Nicola Mann, case worker and spokeswoman for Women Against Rape, said the group was “constantly opposed” to the proposal of anonymity for suspects.

Speaking to the PA news agency, she said the revelations about Jimmy Savile were a case in point, adding: “No-one would have ever found out if we had anonymity.”

Ms Mann said there seems to be a “big shift” in attitudes which runs the risk of victims being assumed to be liars when they make an allegation in order to protect the reputation of the suspect, adding: “Everything is becoming stacked against women.”

She said Robert Buckland’s comments run the risk of undoing progress campaigners have made over the years to get the voices of victims heard, adding: “It’s really outrageous.

“It’s a very dangerous road to go down.

“His comments are very dangerous.

“It sounds like he is putting protecting reputations over the safety of women, girls and boys and that is a disgrace.”

Donald Findlater, director of the Stop It Now! helpline run by child sexual abuse charity the Lucy Faithfull Foundation, said the debate around anonymity was “complex” but high profile cases can show once a name is public the “dam of silence can be broken” which helps other victims report abuse.

He added: “Victims need to have confidence in our justice system in order that they come forward, are treated well at all stages, and experience justice being done.

“They are served poorly when people make false allegations or when police, prosecutors and others do not perform their roles in the professional and expert manner we have a right to expect.

“I suspect in many of the cases where it goes wrong, decent levels of resourcing coupled with good quality training, supervision and oversight would make all the difference for the accused and accuser alike.”

Dame Vera Baird, the Victims’ Commissioner, said there is sometimes public interest in disclosing the name of someone arrested before charge “if there may be a prospect of other complainants stepping forward but this needs to be a rigorous test, rarely used and one which is not confined to sexual offences”.

She said there “is no purpose to be served in a separate system for sex offences in particular.

“It would be totally unfair on genuine victims of sexual offences to imply that there is something unreliable or untrustworthy about them which requires that defendants uniquely in such cases need protecting against them and should therefore get anonymity.

“There is no evidence whatsoever to show that there are more false allegations of sex offences that any other type of offence.
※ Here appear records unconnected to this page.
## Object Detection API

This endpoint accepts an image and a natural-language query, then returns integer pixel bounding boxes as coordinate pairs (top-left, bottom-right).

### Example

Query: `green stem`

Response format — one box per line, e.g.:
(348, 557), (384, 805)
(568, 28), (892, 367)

There are not.”

She said the “inflammatory language” in the ongoing campaign for defendant anonymity “may be a sign of the pain that is still being felt” but is “unhelpful”, adding: “In fact, the reality is very different.

“Four out of five victims of sexual assault do not report their crime.

“They are often too afraid that they will be put on trial rather than the defendant, a continuing fear in rape and sexual assault cases.”

Sarah Green, director of the End Violence Against Women Coalition, said the “clamour” around the subject was drawing attention away from examining “bigger systemic problems” with the justice system – in particular the low levels of prosecution rates for rape.